Stem cells help to create new cells in existing healthy tissues and may help to repair tissues in those structures that are injured or damaged. They are the basis for the specific cell types that makes up each organ in the body.
When stem cells divide they create progenitor cells. Unlike stem cells, progenitor cells can become cells with more specialized functions, such as brain cells, red blood cells or – of particular interest to orthopaedic surgeons—components of specialized tissue such as bone or cartilage.
Orthopaedic surgeons have focused their attention on mesenchymal stem cells. Unlike embryonal stem cells, mesenchymal stem cells are obtained from living adult tissue.

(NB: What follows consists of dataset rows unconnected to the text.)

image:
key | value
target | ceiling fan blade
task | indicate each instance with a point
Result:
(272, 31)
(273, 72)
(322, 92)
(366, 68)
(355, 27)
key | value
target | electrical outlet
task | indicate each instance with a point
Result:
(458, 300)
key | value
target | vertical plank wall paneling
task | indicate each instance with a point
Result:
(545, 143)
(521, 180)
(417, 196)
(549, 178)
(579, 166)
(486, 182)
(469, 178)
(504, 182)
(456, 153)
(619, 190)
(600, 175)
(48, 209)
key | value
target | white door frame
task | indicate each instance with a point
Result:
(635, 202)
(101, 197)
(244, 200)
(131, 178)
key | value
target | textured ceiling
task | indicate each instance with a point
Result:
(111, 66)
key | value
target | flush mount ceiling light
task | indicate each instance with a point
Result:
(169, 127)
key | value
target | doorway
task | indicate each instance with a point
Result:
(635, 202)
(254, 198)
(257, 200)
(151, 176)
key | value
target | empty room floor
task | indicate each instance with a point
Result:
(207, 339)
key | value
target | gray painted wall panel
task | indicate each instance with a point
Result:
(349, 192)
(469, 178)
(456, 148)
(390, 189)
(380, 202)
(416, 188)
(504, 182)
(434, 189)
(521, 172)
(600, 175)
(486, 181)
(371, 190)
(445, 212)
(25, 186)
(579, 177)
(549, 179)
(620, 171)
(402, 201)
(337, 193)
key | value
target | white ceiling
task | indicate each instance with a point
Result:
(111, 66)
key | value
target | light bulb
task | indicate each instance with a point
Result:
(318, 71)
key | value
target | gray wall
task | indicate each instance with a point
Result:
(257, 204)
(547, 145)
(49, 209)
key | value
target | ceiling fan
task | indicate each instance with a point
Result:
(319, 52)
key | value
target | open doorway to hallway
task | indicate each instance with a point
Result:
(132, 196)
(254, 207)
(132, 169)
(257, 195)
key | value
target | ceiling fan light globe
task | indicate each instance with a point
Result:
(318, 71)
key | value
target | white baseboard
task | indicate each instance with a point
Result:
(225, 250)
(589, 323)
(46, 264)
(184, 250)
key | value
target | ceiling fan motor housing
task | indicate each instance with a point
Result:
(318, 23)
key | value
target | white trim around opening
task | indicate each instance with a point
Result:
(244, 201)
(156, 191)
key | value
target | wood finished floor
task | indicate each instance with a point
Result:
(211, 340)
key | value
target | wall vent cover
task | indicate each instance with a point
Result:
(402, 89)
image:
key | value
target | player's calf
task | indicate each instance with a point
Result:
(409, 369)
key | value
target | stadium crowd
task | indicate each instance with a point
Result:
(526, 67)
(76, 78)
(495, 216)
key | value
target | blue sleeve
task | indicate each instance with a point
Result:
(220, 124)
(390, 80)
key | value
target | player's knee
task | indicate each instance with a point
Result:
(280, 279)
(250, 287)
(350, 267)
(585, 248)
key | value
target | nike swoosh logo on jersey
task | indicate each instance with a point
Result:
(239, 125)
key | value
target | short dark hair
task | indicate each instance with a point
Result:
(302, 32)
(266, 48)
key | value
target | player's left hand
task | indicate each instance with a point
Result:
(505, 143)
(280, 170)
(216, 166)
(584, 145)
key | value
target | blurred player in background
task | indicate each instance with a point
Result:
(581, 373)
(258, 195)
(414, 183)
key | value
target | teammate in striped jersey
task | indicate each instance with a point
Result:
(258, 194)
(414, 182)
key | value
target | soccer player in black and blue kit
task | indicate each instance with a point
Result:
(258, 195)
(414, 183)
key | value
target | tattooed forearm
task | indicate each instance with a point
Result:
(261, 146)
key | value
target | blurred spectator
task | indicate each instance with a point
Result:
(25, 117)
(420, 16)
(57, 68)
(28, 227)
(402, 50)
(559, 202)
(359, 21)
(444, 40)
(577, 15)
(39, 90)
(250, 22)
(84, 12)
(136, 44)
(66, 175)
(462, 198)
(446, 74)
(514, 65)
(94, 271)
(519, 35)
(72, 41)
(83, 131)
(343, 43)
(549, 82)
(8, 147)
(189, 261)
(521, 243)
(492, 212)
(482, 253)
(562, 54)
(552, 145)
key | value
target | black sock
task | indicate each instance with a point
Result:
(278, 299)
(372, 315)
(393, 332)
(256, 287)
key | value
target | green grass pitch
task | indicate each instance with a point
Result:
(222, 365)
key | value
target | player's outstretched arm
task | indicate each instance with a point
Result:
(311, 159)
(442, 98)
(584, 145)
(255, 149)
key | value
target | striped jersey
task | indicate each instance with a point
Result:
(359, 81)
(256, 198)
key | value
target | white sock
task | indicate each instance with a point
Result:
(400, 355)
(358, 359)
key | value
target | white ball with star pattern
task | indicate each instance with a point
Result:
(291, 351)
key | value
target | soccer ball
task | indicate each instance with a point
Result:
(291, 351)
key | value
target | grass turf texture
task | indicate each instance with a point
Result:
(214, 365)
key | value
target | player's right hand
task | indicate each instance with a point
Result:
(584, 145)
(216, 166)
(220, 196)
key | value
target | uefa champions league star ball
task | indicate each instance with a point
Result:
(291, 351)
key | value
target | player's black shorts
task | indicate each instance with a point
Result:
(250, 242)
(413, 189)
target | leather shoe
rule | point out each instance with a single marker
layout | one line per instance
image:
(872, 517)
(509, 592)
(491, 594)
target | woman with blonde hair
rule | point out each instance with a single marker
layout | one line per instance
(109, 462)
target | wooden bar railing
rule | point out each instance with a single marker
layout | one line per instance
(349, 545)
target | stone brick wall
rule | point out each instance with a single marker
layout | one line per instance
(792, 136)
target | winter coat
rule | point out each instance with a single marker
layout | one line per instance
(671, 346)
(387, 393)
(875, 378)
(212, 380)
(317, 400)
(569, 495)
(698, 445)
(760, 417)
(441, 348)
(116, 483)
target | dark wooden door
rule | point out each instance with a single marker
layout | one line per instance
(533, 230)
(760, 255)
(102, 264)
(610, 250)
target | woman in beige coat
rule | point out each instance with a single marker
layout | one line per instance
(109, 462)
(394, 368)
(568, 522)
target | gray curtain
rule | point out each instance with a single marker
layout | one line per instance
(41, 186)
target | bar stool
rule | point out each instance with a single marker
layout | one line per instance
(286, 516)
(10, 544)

Bone marrow stromal cells are mesenchymal stem cells that, in the proper environment, can differentiate into cells that are part of the musculoskeletal system. They can help to form trabecular bone, tendon, articular cartilage, ligaments and part of the bone marrow.
Adult stem cells were once believed to be more limited than embryonic stem cells, only giving rise to the same type of tissue from which they originated. But new research suggests that adult stem cells may have the potential to generate other types of cells, as well. For example, liver cells may be coaxed to produce insulin, which is normally made by the pancreas. This capability is known as plasticity or transdifferentiation.